Semakin besar jumlah korban meninggal, maka honor mereka makin fantastis. Kejadian ini terasa kurang pantas dari penderitaan rakyat dan kesedihan korban meninggal, pejabat negara justru menikmati keuntungan (intensif) dalam jumlah ratusan juta.
Dalam alam kapitalisme sekuler yang jelas nyata telah memisahkan agama dari kehidupan, maka fenomena tersebut selalu berulang. Dalam kesempatan sempit pun selalu ada celah mendapat keuntungan dari kematian diakibatkan Covid-19.
Para penguasa dalam sistem kapitalis sekuler ini ada namun keberadaan mereka bukanlah untuk mengurus rakyatnya. Akan tetapi mereka hanya sekadar memperkaya diri dan partainya saja. Karena dalam pemilu telah menelan biaya yang besar sehingga tatkala mereka menjadi penguasa maka bagaimana caranya untuk bisa mengembalikan modal plus dengan keuntungannya bagi diri dan partai yang telah mengusungnya. Azas dalam melakukan perbuatan hanyalah manfaat, maka apapun peristiwa yang terjadi di negeri ini selalu ada manfaat yang didapat termasuk dari kematian para korban Covid-19.
Berbeda dengan Islam yang landasannya adalah aqidah Islam, serta tolok ukur perbuatanya adalah halal dan haram. Maka para penguasa dipilih oleh rakyat adalah untuk meriayah atau mengurus rakyat dan sebagai pelayan umat. Aapun kebutuhan umat akan dipenuhi dengan mekanisme yang jelas, khas dan transparan.
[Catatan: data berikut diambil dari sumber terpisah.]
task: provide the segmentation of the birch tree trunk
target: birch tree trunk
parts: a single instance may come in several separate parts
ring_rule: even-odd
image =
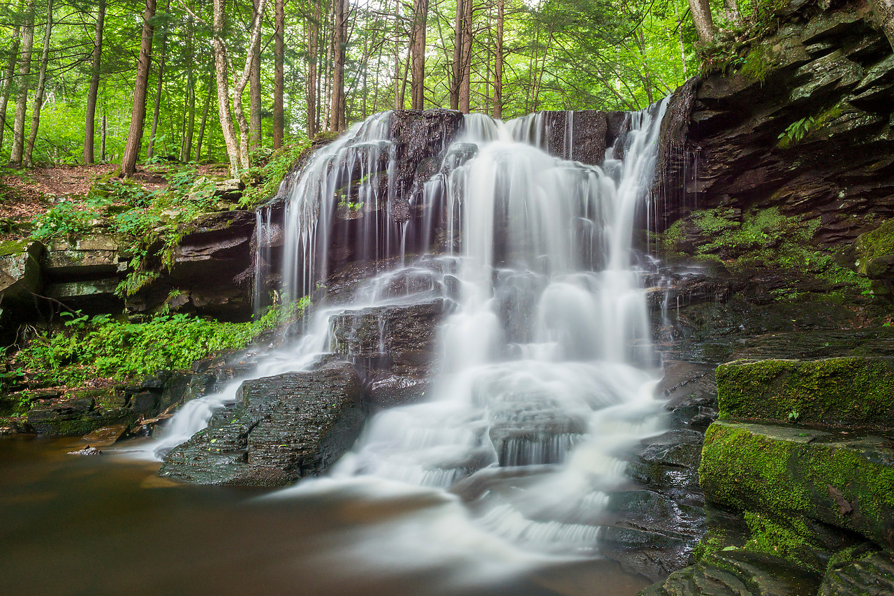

Di dalam Islam ada perbedaan antara para pejabat yang tugasnya dalam bidang pemerintahan, seperti Khalifah, para Wali, para Amil dan para Qadhi dan yang lainya. Mereka tidak diberi gaji tetapi diberikan tunjangan dari pekerjaan mereka dalam mengurus rakyat. Tunjangan tersebut sebagai bentuk pengganti mereka karena tidak sempat mencari nafkah, sibuk mengurus rakyat. Besarannya pun berbeda-beda tergantung kebutuhan masing-masing keluarganya.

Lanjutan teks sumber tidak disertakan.